INDIANAPOLIS — The maddest March we’ve ever seen is unfolding against the backdrop of a nearly silent city, across arenas with no more than a few hundred people inside them, on city streets where the buzz disappears as soon as these amazing games end.
Over the past week, Indianapolis has barely resembled the city that lights up for Final Fours, Super Bowls, NFL combines and so many other big events that find their way here. If not for the NCAA signs that line the streets, the buses and police escorts constantly rolling through downtown and the barricades surrounding several hotels, it would be hard to tell the difference between the men's NCAA Tournament and a regular weekday.
The dichotomy between the uneventful calm of Indianapolis the last few days and the most electric set of opening weekend games in the history of the men’s tournament is hard to explain. Or perhaps they are related, a cause-and-effect that is simultaneously one of the most heartbreaking and exciting things I’ve witnessed in more than 15 years of covering this event.
As of Monday afternoon, this year's tournament had already seen 12 “upsets” by the NCAA's definition of a five seed line disparity between opponents. That’s two more than the previous record for the first weekend and just one short of a record for the entire tournament.
We’ve seen a 15 over a 2, a 14 over a 3, two 13s over 4s. We have a 7, 8, 11, 12 and 15 seed in the Sweet 16 already.
In other words, it seems almost certain that 2021 will go down as the all-time Cinderella ball. It’s sheer made-for-television madness.
And yet, inside the venues where it’s happening, it feels strange, as if some of these upsets aren’t really upsets at all. It turns out that nothingness is the greatest equalizer of all.
The men's NCAA Tournament has always had a streak of randomness to it, exacerbated perhaps in the last few years by college basketball’s general trend toward older teams. A common thread among these teams that have pulled huge upsets has been older guys that have grown with the program, from Oregon State senior Ethan Thompson to three-year Ohio starter Jason Preston to North Texas senior Javion Hamlet.
There are probably some other factors, too. Some teams clearly were seeded incorrectly. (How was Loyola-Chicago an 8 seed when Tennessee was a 5, BYU a 6 and UConn a 7?) In a year with limited non-conference play and so many cancelled games and teams dealing with COVID-19 throughout the season, it's possible we never really got an accurate reflection of who many of these teams were.
Or maybe it's just a supercharged version of business as usual.

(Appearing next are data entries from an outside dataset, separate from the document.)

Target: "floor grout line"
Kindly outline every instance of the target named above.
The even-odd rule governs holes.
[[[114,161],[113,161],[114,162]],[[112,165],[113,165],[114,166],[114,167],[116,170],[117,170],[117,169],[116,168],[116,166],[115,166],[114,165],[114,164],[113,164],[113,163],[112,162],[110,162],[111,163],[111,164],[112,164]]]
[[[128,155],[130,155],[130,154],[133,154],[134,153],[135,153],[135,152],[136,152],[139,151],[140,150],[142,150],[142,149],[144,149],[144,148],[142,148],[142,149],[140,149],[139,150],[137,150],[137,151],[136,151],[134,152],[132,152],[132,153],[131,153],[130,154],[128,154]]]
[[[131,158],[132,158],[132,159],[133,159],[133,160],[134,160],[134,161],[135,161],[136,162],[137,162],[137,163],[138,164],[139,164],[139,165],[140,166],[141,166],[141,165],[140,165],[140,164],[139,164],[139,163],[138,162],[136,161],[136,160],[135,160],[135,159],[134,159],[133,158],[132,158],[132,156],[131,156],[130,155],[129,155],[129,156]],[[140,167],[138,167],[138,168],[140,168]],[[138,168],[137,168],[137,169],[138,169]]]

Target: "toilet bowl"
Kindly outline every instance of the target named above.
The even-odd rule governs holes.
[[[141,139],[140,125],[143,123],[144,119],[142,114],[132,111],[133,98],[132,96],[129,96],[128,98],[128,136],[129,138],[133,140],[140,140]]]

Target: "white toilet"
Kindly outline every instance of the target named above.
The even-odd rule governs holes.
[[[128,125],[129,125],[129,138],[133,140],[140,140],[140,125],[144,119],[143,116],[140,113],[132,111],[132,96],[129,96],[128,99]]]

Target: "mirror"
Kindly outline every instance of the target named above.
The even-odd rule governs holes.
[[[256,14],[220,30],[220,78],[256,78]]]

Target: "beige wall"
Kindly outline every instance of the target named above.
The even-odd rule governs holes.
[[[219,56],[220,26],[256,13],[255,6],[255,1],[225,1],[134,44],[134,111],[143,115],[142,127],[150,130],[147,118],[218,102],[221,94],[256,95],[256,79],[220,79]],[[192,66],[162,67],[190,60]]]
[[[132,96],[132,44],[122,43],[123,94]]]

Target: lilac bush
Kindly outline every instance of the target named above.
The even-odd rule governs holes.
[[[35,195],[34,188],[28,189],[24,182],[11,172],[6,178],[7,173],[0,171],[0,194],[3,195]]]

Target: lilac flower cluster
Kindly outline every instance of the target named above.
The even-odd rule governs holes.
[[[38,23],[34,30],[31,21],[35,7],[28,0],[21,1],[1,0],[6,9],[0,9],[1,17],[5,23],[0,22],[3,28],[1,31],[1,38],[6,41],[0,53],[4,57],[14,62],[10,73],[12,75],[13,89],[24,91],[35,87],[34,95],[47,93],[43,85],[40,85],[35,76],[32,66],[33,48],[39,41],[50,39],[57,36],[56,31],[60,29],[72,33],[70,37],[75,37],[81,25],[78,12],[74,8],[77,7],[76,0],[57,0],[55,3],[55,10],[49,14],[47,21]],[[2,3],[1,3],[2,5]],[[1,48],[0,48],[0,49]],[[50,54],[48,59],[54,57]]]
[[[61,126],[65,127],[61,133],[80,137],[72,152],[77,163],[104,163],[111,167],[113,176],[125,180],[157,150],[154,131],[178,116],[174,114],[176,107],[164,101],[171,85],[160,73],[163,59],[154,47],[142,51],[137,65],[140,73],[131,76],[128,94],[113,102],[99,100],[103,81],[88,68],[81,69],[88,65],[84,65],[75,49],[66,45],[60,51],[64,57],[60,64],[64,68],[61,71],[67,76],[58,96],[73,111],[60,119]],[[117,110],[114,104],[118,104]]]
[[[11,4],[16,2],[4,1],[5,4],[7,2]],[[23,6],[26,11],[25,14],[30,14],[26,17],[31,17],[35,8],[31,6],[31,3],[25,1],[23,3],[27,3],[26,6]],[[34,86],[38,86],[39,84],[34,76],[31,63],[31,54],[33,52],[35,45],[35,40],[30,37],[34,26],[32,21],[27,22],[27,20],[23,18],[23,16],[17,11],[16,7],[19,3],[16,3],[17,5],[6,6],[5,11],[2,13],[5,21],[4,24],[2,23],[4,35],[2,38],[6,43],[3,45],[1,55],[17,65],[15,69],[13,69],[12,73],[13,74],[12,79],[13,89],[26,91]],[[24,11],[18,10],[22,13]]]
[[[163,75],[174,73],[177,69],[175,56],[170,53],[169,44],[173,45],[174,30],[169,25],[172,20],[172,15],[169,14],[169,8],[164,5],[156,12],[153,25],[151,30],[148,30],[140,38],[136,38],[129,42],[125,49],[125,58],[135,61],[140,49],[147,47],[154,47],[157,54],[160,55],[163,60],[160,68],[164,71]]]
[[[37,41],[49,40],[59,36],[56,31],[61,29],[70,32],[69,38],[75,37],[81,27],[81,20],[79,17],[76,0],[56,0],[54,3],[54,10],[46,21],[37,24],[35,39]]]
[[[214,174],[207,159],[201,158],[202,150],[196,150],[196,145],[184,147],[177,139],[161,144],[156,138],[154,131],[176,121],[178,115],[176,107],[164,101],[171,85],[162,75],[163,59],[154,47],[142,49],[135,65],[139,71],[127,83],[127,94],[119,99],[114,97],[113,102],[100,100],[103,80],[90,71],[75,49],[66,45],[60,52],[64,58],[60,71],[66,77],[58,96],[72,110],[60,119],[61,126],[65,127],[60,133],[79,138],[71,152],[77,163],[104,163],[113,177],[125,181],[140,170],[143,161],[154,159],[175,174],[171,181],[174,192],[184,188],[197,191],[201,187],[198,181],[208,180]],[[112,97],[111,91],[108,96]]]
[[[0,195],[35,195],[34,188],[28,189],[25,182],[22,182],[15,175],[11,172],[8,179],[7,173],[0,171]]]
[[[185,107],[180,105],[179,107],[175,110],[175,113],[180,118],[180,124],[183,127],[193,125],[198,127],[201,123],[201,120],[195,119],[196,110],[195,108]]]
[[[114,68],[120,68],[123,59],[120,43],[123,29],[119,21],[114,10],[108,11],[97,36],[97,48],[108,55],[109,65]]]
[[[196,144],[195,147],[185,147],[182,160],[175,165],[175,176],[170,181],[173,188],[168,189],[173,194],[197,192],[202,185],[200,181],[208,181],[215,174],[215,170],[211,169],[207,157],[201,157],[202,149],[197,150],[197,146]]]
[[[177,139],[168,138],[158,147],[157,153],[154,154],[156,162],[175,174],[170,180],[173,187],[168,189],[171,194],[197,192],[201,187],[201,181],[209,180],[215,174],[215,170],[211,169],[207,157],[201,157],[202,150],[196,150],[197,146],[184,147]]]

"This happens every year and it’s like Lucy pulling the football on people outside our business," Gonzaga coach Mark Few said. "There are a lot of good teams out there. When you play them on the biggest stage and it’s just one game, anything can happen. There are a lot of great coaches out there. Give them enough time to game plan, they’re going to take away your strengths. I would start with that."
But it seems likely that the explanation for why we’ve seen so many of these upsets this year has a great deal to do with the entire setup for this tournament being something nobody's experienced before.
Beyond the bubble life, which has been a mental grind for everyone here, these arenas are truly lifeless sound stages. With very limited attendance and only a handful of people sitting anywhere close to the court, there’s no real atmosphere to speak of. Though teams have been playing under those pandemic circumstances all season, it’s particularly pronounced at this time of year.
Remember, the NCAA typically protects the top four seeds by sending them to first weekend venues as close to home as possible. In a normal year, if you’re drawing Duke or North Carolina, you’re probably playing them in Charlotte, Greensboro or Raleigh. You might have to play Kansas in Kansas City, Kentucky in Louisville or Michigan State in Detroit or something of that sort.
Generally, the first-weekend venues are electric because you've got eight fan bases gathering in one city and moving in and out of the arena throughout the day. There’s a distinct din in the crowd when the underdog looks like it has a chance and a proportional response from the favorite’s fan base when it makes its push. Add the pep bands sitting on opposite baselines and it’s truly one of the great sensory experiences in all of sports.
But these antiseptic environments — figuratively and literally — that were necessary for the NCAA to hold this particular tournament just don’t have the same intensity. Part of the charm of the tournament is seeing how teams from small schools that typically play in front of small crowds respond when they’re on the big stage. Some absolutely thrive and pull historic upsets. Others get intimidated and fade away.
But here, even though the physical buildings are bigger, this is no different atmospherically than what they’ve seen all season. It’s more comfortable, even when the situations are nerve-wracking.
And sadly, when the game’s over, these teams aren’t going back to a hotel lobby to celebrate with boosters and fans. They’re going straight back to solitary hotel rooms to eat and sleep.
It’s hard to know for sure if that’s why Indianapolis has turned into Upset City, but all those things probably play into the explanation. And for the sake of this tournament, this year, the craziness has its virtues.
Just getting this event off the ground has been a terrific achievement, and from a content standpoint, it has surpassed every expectation. But if fewer upsets is the price for getting fans back in these arenas next season, we should gladly take it.